Lijie Xu created SPARK-22713:
--------------------------------

             Summary: OOM caused by the memory contention and memory leak in 
TaskMemoryManager
                 Key: SPARK-22713
                 URL: https://issues.apache.org/jira/browse/SPARK-22713
             Project: Spark
          Issue Type: Bug
          Components: Shuffle, Spark Core
    Affects Versions: 2.1.2, 2.1.1
            Reporter: Lijie Xu
            Priority: Critical


*[Abstract]* 

I recently encountered an OOM error in a PageRank application 
(_org.apache.spark.examples.SparkPageRank_). After profiling the application, I 
found the OOM error is related to the memory contention in shuffle spill phase. 
Here, the memory contention means that a task tries to release some old memory 
consumers from memory for keeping the new memory consumers.
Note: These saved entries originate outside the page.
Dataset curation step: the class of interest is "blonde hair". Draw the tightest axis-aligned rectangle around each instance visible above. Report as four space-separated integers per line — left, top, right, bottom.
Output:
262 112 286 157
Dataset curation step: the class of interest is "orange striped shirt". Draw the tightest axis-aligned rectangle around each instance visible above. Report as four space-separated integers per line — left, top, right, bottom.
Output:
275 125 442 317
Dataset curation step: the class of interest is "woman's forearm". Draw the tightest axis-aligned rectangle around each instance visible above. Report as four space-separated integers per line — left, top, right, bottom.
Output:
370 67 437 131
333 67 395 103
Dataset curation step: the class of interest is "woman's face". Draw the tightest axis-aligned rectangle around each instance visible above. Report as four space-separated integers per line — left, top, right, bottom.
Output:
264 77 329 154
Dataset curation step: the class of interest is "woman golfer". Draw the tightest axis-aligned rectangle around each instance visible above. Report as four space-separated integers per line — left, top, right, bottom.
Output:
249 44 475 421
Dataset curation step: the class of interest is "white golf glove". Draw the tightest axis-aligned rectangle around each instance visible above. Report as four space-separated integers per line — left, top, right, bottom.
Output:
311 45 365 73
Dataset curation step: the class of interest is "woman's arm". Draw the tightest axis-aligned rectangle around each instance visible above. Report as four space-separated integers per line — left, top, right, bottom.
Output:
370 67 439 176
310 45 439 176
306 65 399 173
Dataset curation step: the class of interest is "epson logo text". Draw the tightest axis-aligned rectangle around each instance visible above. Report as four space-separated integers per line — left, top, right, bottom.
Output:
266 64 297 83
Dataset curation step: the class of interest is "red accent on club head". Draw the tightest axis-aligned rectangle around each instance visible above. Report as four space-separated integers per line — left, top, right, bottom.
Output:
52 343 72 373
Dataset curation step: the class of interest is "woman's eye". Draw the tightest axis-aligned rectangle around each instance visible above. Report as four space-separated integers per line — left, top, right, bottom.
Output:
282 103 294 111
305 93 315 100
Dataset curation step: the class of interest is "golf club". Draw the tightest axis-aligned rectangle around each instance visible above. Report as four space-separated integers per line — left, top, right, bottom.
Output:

After analyzing the 
OOM heap dump, I found the root cause is a memory leak in _TaskMemoryManager_. 
Since memory contention is common in shuffle phase, this is a critical 
bug/defect. In the following sections, I will use the application dataflow, 
execution log, heap dump, and source code to identify the root cause.


*[Application]* 

This is a PageRank application from Spark’s example library. The following 
figure shows the application dataflow. The source code is available at \[1\].
! 
https://raw.githubusercontent.com/JerryLead/Misc/master/OOM-TasksMemoryManager/figures/PageRankDataflow.png|width=100%!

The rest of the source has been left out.